If you are reading this blog, there's a good chance you feel very strongly about hand knit socks and, more specifically, the most efficient, effective and morally superior tools and techniques for knitting these socks. For example: toe-up or cuff-down? Magic loop, two circulars, or dpns? Two-at-a-time or one-at-a-time? These are loaded questions, my friends. 

Here's another one: how closely do pairs of striped socks need to match? Identical twins or fraternal?

And another: how satisfying is it to knit the heel in a different yarn so that the stripes are undisrupted along the front of the foot?

To the untrained eye these are small details, but the seasoned knitter knows the smug satisfaction of pulling on a pair of socks that worked out exactly the right way. 

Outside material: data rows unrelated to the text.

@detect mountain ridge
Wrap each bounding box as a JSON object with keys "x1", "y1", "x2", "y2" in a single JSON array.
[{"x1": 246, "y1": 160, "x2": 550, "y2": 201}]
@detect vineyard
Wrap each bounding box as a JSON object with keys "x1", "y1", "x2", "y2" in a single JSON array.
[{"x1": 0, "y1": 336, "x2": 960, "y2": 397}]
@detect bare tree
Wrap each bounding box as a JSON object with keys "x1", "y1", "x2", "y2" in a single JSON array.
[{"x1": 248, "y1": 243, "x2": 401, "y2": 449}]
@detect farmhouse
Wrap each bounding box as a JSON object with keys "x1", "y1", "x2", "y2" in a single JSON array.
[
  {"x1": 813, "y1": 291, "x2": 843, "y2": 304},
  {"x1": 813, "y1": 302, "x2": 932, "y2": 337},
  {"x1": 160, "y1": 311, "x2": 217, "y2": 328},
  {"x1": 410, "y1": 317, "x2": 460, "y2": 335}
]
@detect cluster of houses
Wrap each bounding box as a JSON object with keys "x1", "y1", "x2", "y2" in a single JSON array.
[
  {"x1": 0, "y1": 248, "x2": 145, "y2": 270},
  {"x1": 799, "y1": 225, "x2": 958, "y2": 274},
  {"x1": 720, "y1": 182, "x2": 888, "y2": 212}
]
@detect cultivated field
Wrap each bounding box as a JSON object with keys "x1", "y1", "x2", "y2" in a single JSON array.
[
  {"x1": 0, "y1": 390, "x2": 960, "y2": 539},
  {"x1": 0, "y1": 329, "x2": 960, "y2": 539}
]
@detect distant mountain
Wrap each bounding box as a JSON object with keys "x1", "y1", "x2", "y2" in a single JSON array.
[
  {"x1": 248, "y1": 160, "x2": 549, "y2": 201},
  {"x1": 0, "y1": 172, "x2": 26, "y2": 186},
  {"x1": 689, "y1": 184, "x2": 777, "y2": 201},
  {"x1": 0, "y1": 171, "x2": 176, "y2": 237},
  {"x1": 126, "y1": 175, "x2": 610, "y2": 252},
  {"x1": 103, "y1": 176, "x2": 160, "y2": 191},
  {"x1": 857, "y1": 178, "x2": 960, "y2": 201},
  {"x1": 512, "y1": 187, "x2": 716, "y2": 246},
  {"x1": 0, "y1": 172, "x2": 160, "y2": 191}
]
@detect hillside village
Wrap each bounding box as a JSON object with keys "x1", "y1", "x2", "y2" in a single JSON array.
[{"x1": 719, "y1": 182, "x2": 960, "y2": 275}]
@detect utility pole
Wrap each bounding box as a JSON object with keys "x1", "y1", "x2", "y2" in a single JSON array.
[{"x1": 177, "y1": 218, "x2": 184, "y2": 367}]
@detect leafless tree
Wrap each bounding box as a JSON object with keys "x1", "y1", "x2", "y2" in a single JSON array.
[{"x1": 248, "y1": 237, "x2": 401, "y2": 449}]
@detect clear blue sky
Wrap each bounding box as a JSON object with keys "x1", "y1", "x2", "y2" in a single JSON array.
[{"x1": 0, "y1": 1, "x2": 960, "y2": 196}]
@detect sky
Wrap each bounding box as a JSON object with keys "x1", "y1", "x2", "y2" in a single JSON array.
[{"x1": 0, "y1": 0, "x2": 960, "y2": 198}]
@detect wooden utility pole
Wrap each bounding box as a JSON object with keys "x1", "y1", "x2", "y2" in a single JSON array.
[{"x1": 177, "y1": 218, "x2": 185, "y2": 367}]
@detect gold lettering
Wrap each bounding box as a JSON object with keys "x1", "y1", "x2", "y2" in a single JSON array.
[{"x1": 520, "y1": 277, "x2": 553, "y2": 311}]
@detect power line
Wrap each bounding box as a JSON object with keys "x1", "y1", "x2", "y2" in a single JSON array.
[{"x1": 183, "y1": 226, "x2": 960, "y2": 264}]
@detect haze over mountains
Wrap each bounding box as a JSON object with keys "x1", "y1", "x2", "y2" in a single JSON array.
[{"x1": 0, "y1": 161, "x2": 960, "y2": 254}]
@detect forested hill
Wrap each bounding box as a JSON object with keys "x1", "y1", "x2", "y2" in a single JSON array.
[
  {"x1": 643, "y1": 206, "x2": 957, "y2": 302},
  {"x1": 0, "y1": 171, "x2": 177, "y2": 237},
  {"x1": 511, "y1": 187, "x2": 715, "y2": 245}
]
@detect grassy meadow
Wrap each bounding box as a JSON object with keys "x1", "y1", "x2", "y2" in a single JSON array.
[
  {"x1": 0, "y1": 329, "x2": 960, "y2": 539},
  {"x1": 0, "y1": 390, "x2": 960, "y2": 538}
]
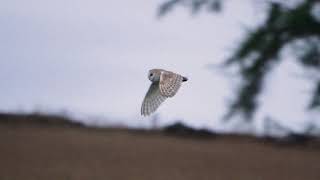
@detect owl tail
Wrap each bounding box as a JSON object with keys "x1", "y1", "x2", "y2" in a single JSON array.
[{"x1": 182, "y1": 77, "x2": 188, "y2": 82}]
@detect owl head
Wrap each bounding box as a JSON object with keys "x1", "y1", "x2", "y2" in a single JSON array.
[{"x1": 148, "y1": 69, "x2": 161, "y2": 82}]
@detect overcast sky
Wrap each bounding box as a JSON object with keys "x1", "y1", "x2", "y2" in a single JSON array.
[{"x1": 0, "y1": 0, "x2": 318, "y2": 134}]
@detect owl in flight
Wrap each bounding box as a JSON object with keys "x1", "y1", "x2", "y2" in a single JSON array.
[{"x1": 141, "y1": 69, "x2": 188, "y2": 116}]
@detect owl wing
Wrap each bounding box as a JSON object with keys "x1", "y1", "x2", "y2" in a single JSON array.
[
  {"x1": 141, "y1": 83, "x2": 167, "y2": 116},
  {"x1": 159, "y1": 72, "x2": 183, "y2": 97}
]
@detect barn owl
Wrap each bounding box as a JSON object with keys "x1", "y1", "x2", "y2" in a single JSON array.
[{"x1": 141, "y1": 69, "x2": 188, "y2": 116}]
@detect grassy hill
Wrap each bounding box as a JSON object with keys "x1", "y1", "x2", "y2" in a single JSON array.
[{"x1": 0, "y1": 114, "x2": 320, "y2": 180}]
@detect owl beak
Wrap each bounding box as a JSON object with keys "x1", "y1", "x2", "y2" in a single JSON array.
[{"x1": 182, "y1": 77, "x2": 188, "y2": 82}]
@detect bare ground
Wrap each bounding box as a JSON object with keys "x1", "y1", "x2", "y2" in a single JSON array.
[{"x1": 0, "y1": 119, "x2": 320, "y2": 180}]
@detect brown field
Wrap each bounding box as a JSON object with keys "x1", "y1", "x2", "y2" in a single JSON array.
[{"x1": 0, "y1": 114, "x2": 320, "y2": 180}]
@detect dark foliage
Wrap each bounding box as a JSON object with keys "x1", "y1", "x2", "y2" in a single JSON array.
[
  {"x1": 163, "y1": 123, "x2": 217, "y2": 138},
  {"x1": 159, "y1": 0, "x2": 320, "y2": 120}
]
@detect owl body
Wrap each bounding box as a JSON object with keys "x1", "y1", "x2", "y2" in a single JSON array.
[{"x1": 141, "y1": 69, "x2": 188, "y2": 116}]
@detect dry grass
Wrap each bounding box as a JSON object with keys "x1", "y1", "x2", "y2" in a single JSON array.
[{"x1": 0, "y1": 116, "x2": 320, "y2": 180}]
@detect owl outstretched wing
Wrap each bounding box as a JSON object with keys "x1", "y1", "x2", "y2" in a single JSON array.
[
  {"x1": 159, "y1": 72, "x2": 183, "y2": 97},
  {"x1": 141, "y1": 83, "x2": 167, "y2": 116}
]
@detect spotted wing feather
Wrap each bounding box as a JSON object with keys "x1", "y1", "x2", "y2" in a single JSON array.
[{"x1": 141, "y1": 83, "x2": 167, "y2": 116}]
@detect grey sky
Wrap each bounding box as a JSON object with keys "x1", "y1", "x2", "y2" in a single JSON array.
[{"x1": 0, "y1": 0, "x2": 318, "y2": 132}]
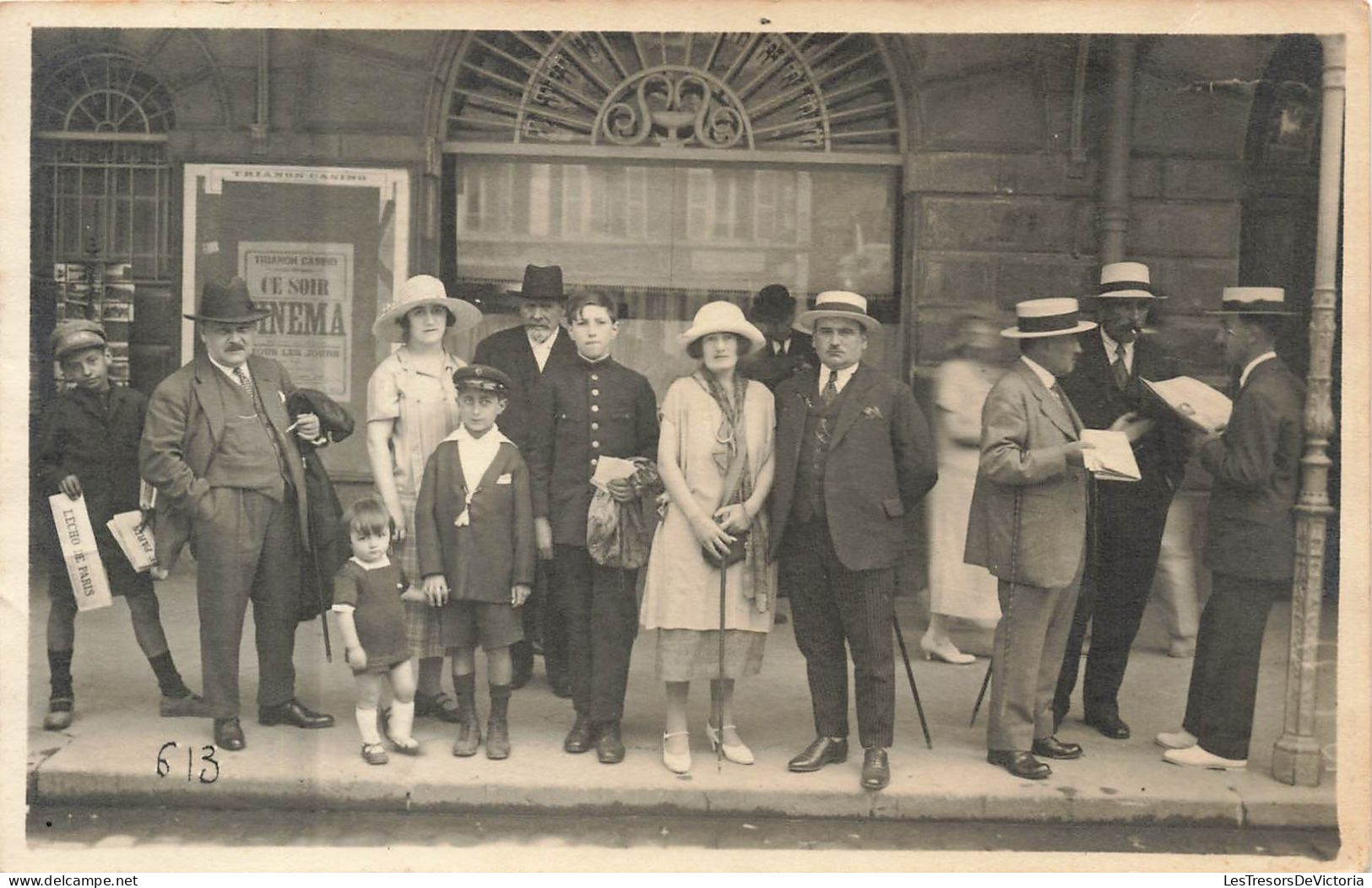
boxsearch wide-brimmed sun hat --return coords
[1001,296,1096,339]
[796,290,881,333]
[371,274,481,342]
[1206,287,1299,317]
[676,302,766,349]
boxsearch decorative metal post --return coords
[1272,35,1348,787]
[1100,35,1139,265]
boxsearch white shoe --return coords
[1152,728,1196,750]
[705,719,753,765]
[663,730,690,774]
[1162,745,1249,772]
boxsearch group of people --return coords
[35,263,1301,789]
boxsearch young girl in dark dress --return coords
[334,497,420,765]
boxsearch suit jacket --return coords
[472,327,577,453]
[138,354,310,567]
[738,331,819,394]
[771,364,939,571]
[33,386,149,564]
[1060,329,1191,513]
[963,361,1089,589]
[415,432,534,604]
[1201,358,1304,581]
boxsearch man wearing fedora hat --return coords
[771,291,939,789]
[1157,287,1304,769]
[472,265,577,697]
[963,299,1143,780]
[138,279,334,750]
[1052,263,1190,739]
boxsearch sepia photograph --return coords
[0,0,1372,873]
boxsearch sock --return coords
[386,700,415,745]
[48,649,74,700]
[491,685,512,721]
[149,651,191,697]
[354,707,382,745]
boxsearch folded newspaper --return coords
[1082,428,1143,480]
[1143,376,1234,435]
[105,512,158,574]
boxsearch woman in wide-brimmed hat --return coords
[639,302,777,774]
[366,274,481,722]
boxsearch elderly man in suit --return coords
[1052,263,1190,739]
[1157,287,1304,770]
[771,291,939,789]
[472,265,577,697]
[964,299,1147,780]
[138,279,334,750]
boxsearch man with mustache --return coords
[472,265,577,697]
[138,279,334,750]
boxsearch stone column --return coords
[1099,35,1139,265]
[1272,35,1348,787]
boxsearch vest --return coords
[206,368,285,502]
[792,386,848,524]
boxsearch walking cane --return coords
[891,609,935,750]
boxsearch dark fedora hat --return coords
[509,265,567,302]
[182,277,270,324]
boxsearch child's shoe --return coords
[42,697,75,730]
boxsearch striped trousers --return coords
[778,519,896,748]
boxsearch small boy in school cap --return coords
[33,320,202,730]
[415,364,534,759]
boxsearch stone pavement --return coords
[28,561,1337,827]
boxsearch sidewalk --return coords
[28,564,1337,827]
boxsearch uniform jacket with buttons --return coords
[415,432,534,604]
[771,364,939,571]
[527,355,657,548]
[33,386,149,560]
[1199,358,1304,581]
[472,327,579,453]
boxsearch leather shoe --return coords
[595,722,624,765]
[786,737,848,774]
[862,747,891,789]
[258,700,334,728]
[562,712,591,752]
[986,750,1052,780]
[1084,715,1129,739]
[214,717,248,752]
[1032,737,1082,759]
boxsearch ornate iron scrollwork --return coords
[593,68,752,149]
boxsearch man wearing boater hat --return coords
[963,299,1143,780]
[771,291,939,789]
[1157,287,1304,769]
[138,279,334,750]
[472,265,577,697]
[1052,263,1190,739]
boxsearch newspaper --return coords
[48,493,114,611]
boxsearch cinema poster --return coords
[239,241,353,401]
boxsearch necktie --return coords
[1110,342,1129,388]
[819,371,838,406]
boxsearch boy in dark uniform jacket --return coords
[415,364,534,759]
[33,320,200,730]
[529,294,657,765]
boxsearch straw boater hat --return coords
[1096,263,1166,299]
[48,318,108,361]
[796,290,881,333]
[507,265,567,302]
[1001,298,1096,339]
[371,274,481,342]
[678,302,766,349]
[182,277,270,324]
[1206,287,1299,317]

Which brings me to the point of this post: I've just added accent skeins to the shop. An accent skein is a 28 g (1 oz) mini-skein that can be added to any regular-sized skein. They are listed in the store as a drop-down option on every colourway. The picture above is pretty and also slightly misleading because I actually dye the accent skein as part of the larger skein, like you see below. This means it will always be from the same dye lot and match well. You can wind it into a separate ball if you like. 

These mini-skeins are perfect for knitting the heels and toes of your socks in a solid colour if you are like me and that's something that makes you feel clever and accomplished. They come in handy on all sorts of other projects too - I just knit a striped baby hat with a solid-colour brim (it is beyond cute and I have good intentions of sharing a picture soon). And in my thinking-about-knitting-but-not-actually-knitting time, I imagine mitts with solid-colour cuffs, and scarves with solid-colour fringes. 

Basically, I think they're just the thing for adding my own touch to basic patterns so that they turn out just the way I like them.

(And just for reference, my answers are: toe-down, dpns, one-at-a-time, identical, very.)